The sailors’ conscripts rescued from the Russian cruiser Moskva, which was sunk in April, are to be sent to Ukraine again, although many of them are in a bad mental state and no longer want to fight, the independent Russian Novaya Gazeta Yevropa reported.
The parents of the Russian sailors, quoted by “NGJ” on Monday evening, confirmed that the 49 surviving servicemen are currently on the patrol ship Ladnyy – a vessel put into service in 1981 and in need of repair. Relatives of the conscripts have sent appeals to, among others, the military prosecutor’s office in Sevastopol, the Committee of Mothers of Soldiers of Russia and state human rights institutions. The letters stressed that despite earlier promises by commanders, the sailors have still not been ashore.
– Our children, serving on the cruiser Moskva, have already been illegally recruited to participate in a special military operation (a propaganda term for the Russian invasion of Ukraine ). The sailors have suffered psychological trauma related to the shipwreck. We consider it unacceptable to re-engage these individuals in combat operations,” the parents of the conscripts wrote.
The Moskva was the flagship of the Black Sea Fleet and one of Russia’s most important warships. As the Russian defence ministry reported on 14 April, the vessel sank while being towed in storm conditions. Earlier, the Ukrainian army reported that the ship was hit by two Neptune cruise missiles. This version was confirmed by the United States.

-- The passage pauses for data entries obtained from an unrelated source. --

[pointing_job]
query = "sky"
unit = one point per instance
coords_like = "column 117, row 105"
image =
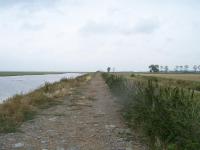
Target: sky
column 90, row 35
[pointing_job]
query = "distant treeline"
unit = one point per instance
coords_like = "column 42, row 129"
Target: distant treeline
column 184, row 68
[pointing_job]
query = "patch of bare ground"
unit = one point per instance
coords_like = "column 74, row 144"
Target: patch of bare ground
column 88, row 119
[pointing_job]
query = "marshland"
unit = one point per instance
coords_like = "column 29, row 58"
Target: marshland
column 99, row 75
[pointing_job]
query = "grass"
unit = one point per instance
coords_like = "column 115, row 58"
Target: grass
column 15, row 73
column 184, row 76
column 168, row 116
column 20, row 108
column 177, row 80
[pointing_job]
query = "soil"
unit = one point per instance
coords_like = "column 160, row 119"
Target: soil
column 88, row 119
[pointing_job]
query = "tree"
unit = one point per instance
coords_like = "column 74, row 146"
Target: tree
column 154, row 68
column 195, row 67
column 108, row 69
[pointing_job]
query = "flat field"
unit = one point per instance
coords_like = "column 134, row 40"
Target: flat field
column 189, row 77
column 15, row 73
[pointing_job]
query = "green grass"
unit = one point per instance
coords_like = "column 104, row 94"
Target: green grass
column 10, row 73
column 167, row 116
column 166, row 80
column 20, row 108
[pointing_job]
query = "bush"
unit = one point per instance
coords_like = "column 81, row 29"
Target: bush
column 169, row 117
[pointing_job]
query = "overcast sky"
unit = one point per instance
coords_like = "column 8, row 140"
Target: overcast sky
column 90, row 35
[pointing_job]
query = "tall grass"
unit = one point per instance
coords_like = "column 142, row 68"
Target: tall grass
column 20, row 108
column 169, row 117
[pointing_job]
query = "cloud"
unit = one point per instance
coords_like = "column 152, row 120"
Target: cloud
column 32, row 26
column 144, row 26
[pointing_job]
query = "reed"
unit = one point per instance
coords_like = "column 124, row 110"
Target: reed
column 168, row 117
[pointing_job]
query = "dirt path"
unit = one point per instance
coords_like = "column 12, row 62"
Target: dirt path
column 88, row 119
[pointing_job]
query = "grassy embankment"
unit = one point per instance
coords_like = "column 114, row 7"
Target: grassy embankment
column 15, row 73
column 20, row 108
column 189, row 81
column 166, row 115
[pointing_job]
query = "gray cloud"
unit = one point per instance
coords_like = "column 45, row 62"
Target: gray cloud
column 146, row 26
column 32, row 27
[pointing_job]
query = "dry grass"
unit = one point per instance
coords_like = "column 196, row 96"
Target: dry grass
column 188, row 77
column 20, row 108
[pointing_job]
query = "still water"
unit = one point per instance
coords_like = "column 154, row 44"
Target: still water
column 10, row 86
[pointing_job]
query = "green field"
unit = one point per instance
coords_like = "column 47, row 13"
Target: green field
column 15, row 73
column 188, row 77
column 188, row 81
column 164, row 108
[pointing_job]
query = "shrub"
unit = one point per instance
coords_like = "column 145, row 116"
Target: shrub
column 169, row 117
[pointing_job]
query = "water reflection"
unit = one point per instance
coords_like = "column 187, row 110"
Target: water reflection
column 10, row 86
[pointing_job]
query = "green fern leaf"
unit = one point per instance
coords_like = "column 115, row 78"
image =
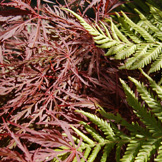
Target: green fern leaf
column 139, row 42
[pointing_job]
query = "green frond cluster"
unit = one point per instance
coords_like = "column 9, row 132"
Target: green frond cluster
column 138, row 43
column 143, row 142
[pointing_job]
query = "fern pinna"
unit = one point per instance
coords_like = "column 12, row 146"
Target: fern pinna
column 142, row 141
column 140, row 43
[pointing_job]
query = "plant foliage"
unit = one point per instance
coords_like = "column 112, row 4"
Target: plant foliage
column 143, row 142
column 138, row 43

According to the Russian side, only one crew member was killed on the cruiser and 27 were considered missing. The actual number of dead is probably much higher. According to Russian opposition figure Ilya Ponomariov, information about the rescue of only 58 of the ship’s 510 personnel has been confirmed.
In late March, more than a month after the start of the Russian invasion of Ukraine, Novaya Gazeta received warnings from state media regulator Roskomnadzor and subsequently suspended its paper and online operations until the “operation in Ukraine” was completed. A few weeks earlier, Novaya Gazeta’s editorial team had removed material on the war due to Russia’s restrictive media law. Providing truthful information about the course of the conflict is punishable in this country by up to a dozen years in prison.
On 6 April, the foreign publication of Novaya Gazeta, published under the name Novaya Gazeta Yevropa, was inaugurated in the Latvian capital Riga.
In 2021, Novaya Gazeta’s editor-in-chief Dmitry Muratov was awarded the Nobel Peace Prize for his work as a journalist.